HCL Workload Automation, Version 9.4

Update RACF for the agent for z/OS started task

This section describes how to define the agent for z/OS to your security system.

If your installation protects data and resources from unauthorized use, you must define the agent for z/OS to your security system. This section assumes that the Resource Access Control Facility (RACF®) is installed and active on your z/OS® system. It describes the activities you must perform to define and enable the security environment for the agent for z/OS.

RACF controls the interaction between users and resources. You define resources and the level of access allowed by users to these resources in RACF profiles. A user is an alphanumeric user ID that RACF associates with the user.

The agent for z/OS needs access to z/OS resources for the work it schedules.
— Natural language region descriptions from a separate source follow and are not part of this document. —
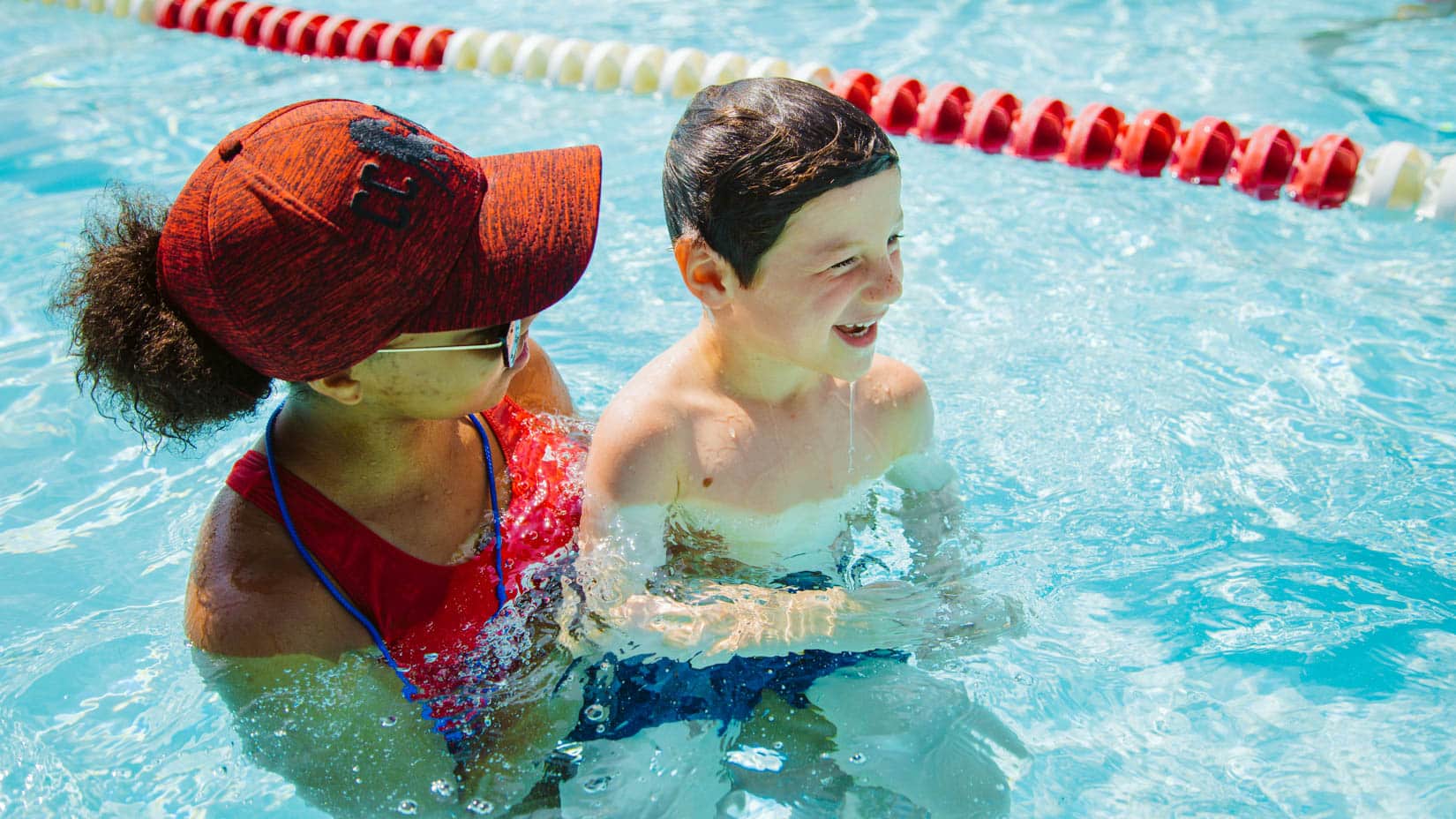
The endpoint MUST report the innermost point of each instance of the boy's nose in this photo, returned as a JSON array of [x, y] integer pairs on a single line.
[[886, 283]]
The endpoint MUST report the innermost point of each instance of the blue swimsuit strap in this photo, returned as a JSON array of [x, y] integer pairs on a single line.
[[408, 689]]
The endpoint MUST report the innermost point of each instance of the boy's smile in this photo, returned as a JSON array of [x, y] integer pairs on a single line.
[[829, 279]]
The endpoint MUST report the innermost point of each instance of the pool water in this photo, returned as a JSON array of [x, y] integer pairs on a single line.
[[1209, 445]]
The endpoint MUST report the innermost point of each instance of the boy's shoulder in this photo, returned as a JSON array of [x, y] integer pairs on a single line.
[[894, 398], [642, 438]]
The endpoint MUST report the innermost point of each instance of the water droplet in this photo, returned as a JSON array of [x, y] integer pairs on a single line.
[[596, 785]]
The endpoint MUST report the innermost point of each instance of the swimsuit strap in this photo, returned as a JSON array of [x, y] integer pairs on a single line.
[[408, 689]]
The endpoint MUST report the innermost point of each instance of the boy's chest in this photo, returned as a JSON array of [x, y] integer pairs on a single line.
[[772, 465]]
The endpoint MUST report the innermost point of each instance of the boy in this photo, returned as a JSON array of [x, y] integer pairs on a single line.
[[730, 462]]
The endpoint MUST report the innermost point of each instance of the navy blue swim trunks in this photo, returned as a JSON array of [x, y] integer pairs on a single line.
[[625, 695]]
The user ID associated with the agent can be obtained from:
  • The agent for z/OS address space that accesses data sets used by the work it schedules, and that submits work and issues JES commands.
  • The USER parameter on the JOB card of a batch job to be submitted.

Controlling the user ID of the address space

Since the agent for z/OS runs as a started task, you must associate the cataloged procedure name with a suitably authorized RACF user. The user ID must be defined in the STARTED resource class.
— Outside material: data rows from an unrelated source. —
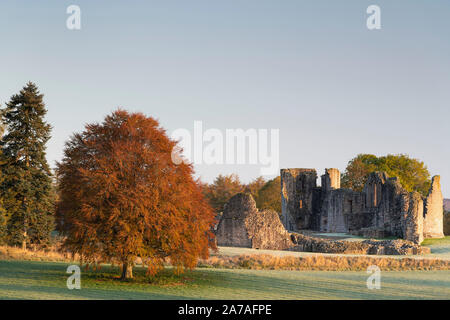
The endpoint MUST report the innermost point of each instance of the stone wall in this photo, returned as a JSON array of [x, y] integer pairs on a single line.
[[297, 189], [413, 220], [383, 209], [434, 211], [243, 225]]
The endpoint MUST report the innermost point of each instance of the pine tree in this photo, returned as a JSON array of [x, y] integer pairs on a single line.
[[26, 188]]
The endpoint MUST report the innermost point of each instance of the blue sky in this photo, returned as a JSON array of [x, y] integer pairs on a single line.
[[309, 68]]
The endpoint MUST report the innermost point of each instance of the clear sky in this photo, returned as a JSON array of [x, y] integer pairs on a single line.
[[309, 68]]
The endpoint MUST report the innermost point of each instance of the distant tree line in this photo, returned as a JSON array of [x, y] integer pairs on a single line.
[[117, 195]]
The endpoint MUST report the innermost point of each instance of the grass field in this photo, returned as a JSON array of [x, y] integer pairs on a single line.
[[47, 280]]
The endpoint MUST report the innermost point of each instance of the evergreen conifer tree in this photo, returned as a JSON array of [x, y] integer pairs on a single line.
[[26, 188]]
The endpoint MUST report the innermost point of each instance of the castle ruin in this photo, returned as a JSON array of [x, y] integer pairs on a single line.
[[383, 209]]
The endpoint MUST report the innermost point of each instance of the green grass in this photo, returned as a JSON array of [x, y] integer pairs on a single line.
[[46, 280]]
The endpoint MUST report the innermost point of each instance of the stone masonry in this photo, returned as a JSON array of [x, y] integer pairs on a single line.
[[243, 225], [434, 211], [383, 209]]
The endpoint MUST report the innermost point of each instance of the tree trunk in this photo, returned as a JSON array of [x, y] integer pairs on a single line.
[[24, 241], [127, 271]]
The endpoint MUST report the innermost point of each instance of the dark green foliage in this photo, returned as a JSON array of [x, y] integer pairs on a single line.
[[413, 173], [26, 188], [3, 231]]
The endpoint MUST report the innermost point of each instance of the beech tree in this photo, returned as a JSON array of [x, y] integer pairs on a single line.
[[122, 197], [26, 186]]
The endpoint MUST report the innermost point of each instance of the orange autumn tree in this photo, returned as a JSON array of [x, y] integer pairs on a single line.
[[123, 198]]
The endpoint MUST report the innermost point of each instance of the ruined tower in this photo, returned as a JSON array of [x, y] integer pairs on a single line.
[[297, 189], [434, 211], [331, 179]]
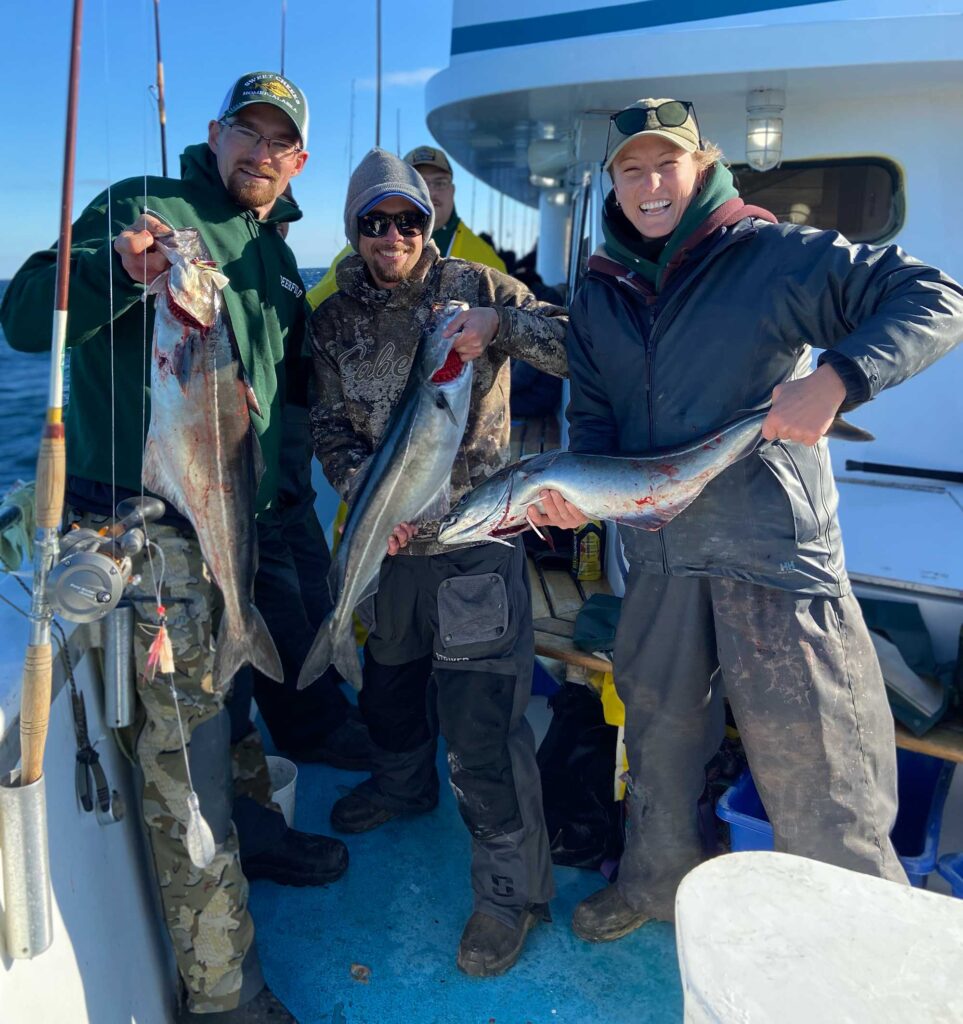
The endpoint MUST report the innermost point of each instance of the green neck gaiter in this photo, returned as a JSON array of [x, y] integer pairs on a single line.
[[443, 237], [625, 244]]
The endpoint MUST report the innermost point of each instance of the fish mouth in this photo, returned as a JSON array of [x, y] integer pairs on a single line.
[[456, 529], [450, 370]]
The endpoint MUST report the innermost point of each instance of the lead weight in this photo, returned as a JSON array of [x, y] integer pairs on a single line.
[[119, 688], [28, 916]]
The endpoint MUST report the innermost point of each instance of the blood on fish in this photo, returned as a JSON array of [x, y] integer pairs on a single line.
[[450, 371]]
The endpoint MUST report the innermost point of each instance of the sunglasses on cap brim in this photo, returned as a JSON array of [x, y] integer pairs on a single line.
[[409, 223], [672, 114]]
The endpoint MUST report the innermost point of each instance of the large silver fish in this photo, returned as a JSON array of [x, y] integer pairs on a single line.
[[644, 492], [408, 477], [202, 453]]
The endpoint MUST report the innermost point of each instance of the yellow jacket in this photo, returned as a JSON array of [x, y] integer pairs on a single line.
[[465, 245]]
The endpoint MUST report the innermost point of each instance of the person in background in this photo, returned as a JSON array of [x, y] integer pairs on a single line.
[[697, 309], [229, 190], [452, 647], [318, 724], [451, 235]]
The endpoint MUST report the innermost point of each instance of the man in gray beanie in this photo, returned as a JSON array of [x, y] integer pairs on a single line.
[[432, 622]]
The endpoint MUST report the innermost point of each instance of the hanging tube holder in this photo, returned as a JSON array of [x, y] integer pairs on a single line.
[[28, 920]]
Controlling the user ID of submitted jobs

The agent for z/OS can submit to JES two types of jobs:
  • Normal production jobs, which are submitted from a HCL Workload Automation plan.
  • Ad-hoc jobs, which you can submit directly using the Dynamic Workload Console or conman.
The agent submits production and ad-hoc jobs to the internal reader when all prerequisites are fulfilled. You can determine the authority given to a job in the following ways:
  • You can submit work with the authority of the agent for z/OS address space. The job is given the same authority as the agent for z/OS.
  • You can include a password in the JCL to propagate the authority of a particular user.

Protecting data sets

For basic security of data, you should restrict access to the following product data sets:
  • The internal reader (EELBRDS)
  • The diagnostic data sets (EELDUMP and SYSDUMP)
  • The event data sets (EELEVDS and EELHTDS)
  • The service data set (EELHTREF)
  • The message library (EELMLIB)
  • The message log (EELMLOG)
  • The parameter library (EELPARM)
  • The data sets monitoring list (EELJCLIB)

Moreover, software support people must be able to debug problems and reorganize files. You might give them alter access to all the product data sets.